Fat–Storing Cells of the Rat Liver Synthesize and Secrete C1–Esterase Inhibitor; Modulation by Cytokines

Abstract

During liver fibrogenesis, fat–storing cells transform into myofibroblast–like cells and produce increasing amounts of extracellular matrix proteins. Because fat–storing cells produce α₂–macroglobulin, an important serine protease inhibitor (serpin), we investigated whether fat–storing cells also synthesize C1–esterase inhibitor, another important serpin. C1–esterase inhibitor synthesis was studied in rat fatstoring cells at day 0, 3 and 7 after isolation by biosynthetic labeling, immunoprecipitation and sodium dodecyl sulfate-polyacrylamide gel electrophoresis.
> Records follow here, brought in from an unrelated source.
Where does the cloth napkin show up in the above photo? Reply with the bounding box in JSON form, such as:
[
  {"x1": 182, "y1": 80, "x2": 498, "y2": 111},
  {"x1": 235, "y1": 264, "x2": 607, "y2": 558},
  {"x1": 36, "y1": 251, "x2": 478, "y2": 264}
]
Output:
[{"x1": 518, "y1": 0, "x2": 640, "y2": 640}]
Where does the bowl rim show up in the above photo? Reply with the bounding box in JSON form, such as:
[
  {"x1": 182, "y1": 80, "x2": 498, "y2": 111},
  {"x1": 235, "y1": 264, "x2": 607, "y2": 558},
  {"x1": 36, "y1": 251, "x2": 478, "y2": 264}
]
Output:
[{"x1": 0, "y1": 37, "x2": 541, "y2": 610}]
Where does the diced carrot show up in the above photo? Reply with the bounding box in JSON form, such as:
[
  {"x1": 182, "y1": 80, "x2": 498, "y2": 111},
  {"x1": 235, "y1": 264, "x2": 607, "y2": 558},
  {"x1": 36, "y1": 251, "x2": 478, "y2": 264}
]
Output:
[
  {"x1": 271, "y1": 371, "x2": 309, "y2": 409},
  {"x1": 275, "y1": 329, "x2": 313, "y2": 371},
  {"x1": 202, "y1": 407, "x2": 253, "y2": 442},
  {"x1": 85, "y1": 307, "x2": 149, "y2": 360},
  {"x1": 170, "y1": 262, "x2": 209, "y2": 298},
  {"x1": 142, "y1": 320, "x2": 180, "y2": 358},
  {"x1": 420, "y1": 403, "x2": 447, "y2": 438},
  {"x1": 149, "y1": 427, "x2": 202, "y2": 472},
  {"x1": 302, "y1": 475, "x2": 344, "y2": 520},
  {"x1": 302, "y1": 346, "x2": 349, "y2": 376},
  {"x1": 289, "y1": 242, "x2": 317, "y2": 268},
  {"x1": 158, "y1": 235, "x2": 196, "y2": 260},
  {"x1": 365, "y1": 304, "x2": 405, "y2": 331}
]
Messenger RNA was examined by Northern–blot analysis. C1–esterase inhibitor gene expression and synthesis were detectable in freshly isolated fat–storing cells and increased distinctly during the time in culture. The cellular source of C1–esterase inhibitor in fat–storing cell cultures was also identified by in situ hybridization of cells at different times after isolation. By inhibition of the N–glycosylation using tunicamycin, rat C1–esterase inhibitor was identified as a glycoprotein. The time course of C1–esterase inhibitor secretion was determined by pulse–chase experiments. C1–esterase inhibitor synthesis was increased 6–fold to 10–fold by interferon–γ. Specific messenger RNA levels were also raised distinctly by this cytokine. In contrast, interferon–α and dexamethasone did not alter C1–esterase inhibitor gene expression. Because C1–esterase inhibitor synthesis is increased by advancing culture time and by the inflammatory mediator interferon–γ, we suggest that fat–storing cells may enhance the deposition of extracellular matrix proteins by inhibiting their degradation. (Hepatology 1992;16:794-802.)